0

When reading in data to a string, is it better to use as many realloc's as necessary to get the correct amount of memory, or is it better to use less realloc's but potentially end up with unused memory?

For instance, is this better:

char c;
int count = 1;
char* s = malloc(sizeof(char));
while((c = fgetc(file)) != EOF) {
    char* snew = (char *)realloc(s, count*sizeof(char));
    if(!snew) {
        exit(1);
    }
    s = snew;
    s[count-1] = c;
    count++;
}

Or is this better:

char c;
int count = 0;
int size = 1;
char* s = malloc(sizeof(char));
while((c = fgetc(file)) != EOF) {
    s[count] = c;
    count++;
    if(count >= size) {
        size*=2;
        char* snew = (char *)realloc(s, size*sizeof(char));
        if(!snew) {
            exit(1);
        }
        s = snew;
    }
}
NathanOliver
  • 171,901
  • 28
  • 288
  • 402
aabceh
  • 95
  • 7
  • 3
    Is this really a c++ question? If so, then it would be best (in general) to let std::string to handle the memory allocation for you. – Ben Jones Jul 10 '18 at 16:53
  • It depends. For your use-case, try both and meassure (and try many times to get an average, and with optimized code). – Some programmer dude Jul 10 '18 at 16:54
  • 2
    there's always trade-offs,, what's more important/constrained?

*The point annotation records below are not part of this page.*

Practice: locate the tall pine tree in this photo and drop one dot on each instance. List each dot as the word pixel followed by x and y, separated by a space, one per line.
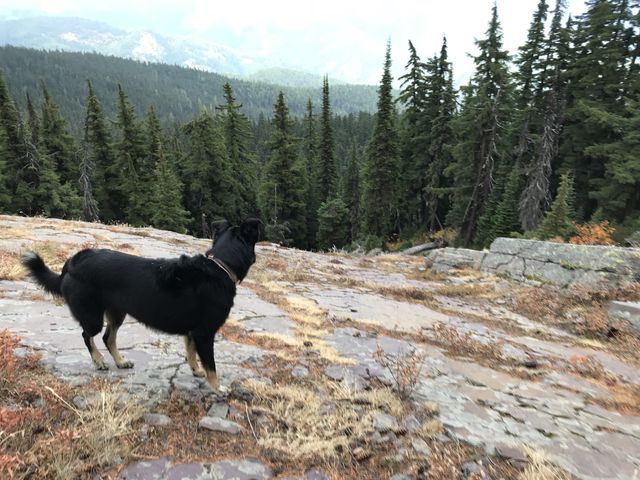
pixel 379 193
pixel 282 194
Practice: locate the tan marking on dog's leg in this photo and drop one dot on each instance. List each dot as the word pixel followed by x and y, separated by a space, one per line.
pixel 96 356
pixel 190 346
pixel 212 380
pixel 110 342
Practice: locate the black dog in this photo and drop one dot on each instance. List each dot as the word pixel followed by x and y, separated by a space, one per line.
pixel 189 296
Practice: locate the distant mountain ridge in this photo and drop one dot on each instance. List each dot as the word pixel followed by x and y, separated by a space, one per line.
pixel 177 93
pixel 81 35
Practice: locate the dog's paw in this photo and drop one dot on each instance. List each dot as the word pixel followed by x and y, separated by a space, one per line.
pixel 102 366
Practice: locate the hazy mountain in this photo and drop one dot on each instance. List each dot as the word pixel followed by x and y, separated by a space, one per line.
pixel 81 35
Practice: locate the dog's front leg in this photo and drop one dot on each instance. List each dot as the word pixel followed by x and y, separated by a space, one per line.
pixel 190 346
pixel 204 347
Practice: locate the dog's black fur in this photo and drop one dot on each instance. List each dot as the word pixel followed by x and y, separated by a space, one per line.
pixel 189 296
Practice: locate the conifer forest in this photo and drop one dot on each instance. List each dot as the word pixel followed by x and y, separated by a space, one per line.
pixel 537 143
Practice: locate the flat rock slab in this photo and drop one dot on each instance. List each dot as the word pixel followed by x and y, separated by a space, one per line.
pixel 217 424
pixel 162 469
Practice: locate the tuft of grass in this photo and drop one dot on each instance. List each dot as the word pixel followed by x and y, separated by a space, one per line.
pixel 297 423
pixel 464 343
pixel 541 468
pixel 10 267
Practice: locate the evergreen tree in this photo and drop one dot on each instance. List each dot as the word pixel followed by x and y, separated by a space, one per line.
pixel 351 191
pixel 282 194
pixel 5 197
pixel 506 221
pixel 57 142
pixel 166 195
pixel 442 101
pixel 558 220
pixel 333 224
pixel 15 145
pixel 237 134
pixel 310 157
pixel 99 181
pixel 33 121
pixel 414 141
pixel 596 77
pixel 550 109
pixel 327 176
pixel 135 188
pixel 481 133
pixel 379 198
pixel 206 173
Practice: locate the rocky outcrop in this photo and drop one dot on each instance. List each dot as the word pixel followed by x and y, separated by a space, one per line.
pixel 566 265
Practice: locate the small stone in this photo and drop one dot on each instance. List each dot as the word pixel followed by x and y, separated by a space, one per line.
pixel 218 410
pixel 219 425
pixel 383 422
pixel 80 402
pixel 410 423
pixel 400 476
pixel 361 454
pixel 420 446
pixel 299 371
pixel 316 474
pixel 156 419
pixel 510 453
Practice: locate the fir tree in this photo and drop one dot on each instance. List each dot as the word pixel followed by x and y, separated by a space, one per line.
pixel 379 198
pixel 550 108
pixel 237 134
pixel 310 157
pixel 131 166
pixel 442 98
pixel 57 142
pixel 596 78
pixel 480 128
pixel 327 177
pixel 97 170
pixel 414 141
pixel 15 146
pixel 282 194
pixel 351 191
pixel 558 220
pixel 206 173
pixel 333 224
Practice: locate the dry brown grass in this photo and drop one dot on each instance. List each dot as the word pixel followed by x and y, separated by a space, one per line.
pixel 10 267
pixel 42 435
pixel 464 344
pixel 541 468
pixel 298 424
pixel 475 290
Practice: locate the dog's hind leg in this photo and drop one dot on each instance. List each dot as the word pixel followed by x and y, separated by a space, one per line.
pixel 204 347
pixel 114 321
pixel 96 356
pixel 190 346
pixel 90 317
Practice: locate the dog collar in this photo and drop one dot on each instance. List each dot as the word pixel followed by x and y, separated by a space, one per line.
pixel 232 276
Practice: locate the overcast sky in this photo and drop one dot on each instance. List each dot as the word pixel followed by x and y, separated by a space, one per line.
pixel 345 39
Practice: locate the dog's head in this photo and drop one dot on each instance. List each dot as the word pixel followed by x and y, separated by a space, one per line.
pixel 235 245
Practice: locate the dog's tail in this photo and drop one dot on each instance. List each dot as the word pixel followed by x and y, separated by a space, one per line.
pixel 43 276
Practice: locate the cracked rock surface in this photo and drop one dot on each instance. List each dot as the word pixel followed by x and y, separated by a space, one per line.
pixel 488 404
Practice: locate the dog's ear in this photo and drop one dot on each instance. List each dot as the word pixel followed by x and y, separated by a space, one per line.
pixel 249 229
pixel 218 228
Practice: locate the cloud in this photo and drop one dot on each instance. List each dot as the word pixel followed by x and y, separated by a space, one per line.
pixel 347 37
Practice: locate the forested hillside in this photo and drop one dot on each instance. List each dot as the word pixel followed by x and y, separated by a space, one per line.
pixel 542 142
pixel 177 93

Speed or memory? – yano Jul 10 '18 at 16:54
  • 2
    On another note, don't forget that [`fgetc`](http://en.cppreference.com/w/c/io/fgetc) returns an *`int`*. That's actually important for the comparison to `EOF`. – Some programmer dude Jul 10 '18 at 16:54
  • Just map the file into memory. – Maxim Egorushkin Jul 10 '18 at 16:58
  • sizeof(char) is guaranteed to be one, Just use 1 instead of `sizeof(char)`, and `count` instead of `count * sizeof(char)`. Better yet, use `char* s = malloc(sizeof(*s));` and `char* snew = realloc(s, size*sizeof(*snew));` That type of construct saves lots of headaches if you ever decide to change the type of s to something else. – FredK Jul 10 '18 at 20:48

2 Answers2

4

Memory is abundant these days, so having an exact amount of memory isn't quite as important as minimizing your run time.

The second scheme, where you double the allocated memory anytime you need more, is generally considered the better option.

dbush
  • 205,898
  • 23
  • 218
  • 273
2

The latter is absolutely better if you've got unconstrained line length, because the time spent building a string of length n will be O(n) whereas the former is O(n²) due to unnecessary copying. If you want to decrease overallocation, you can make a trade off for a higher constant factor - for example, by always increasing the buffer by say 20 % and 1 character.


P.S. fgetc returns an int - otherwise no amount of memory will be enough on a platform where char is unsigned...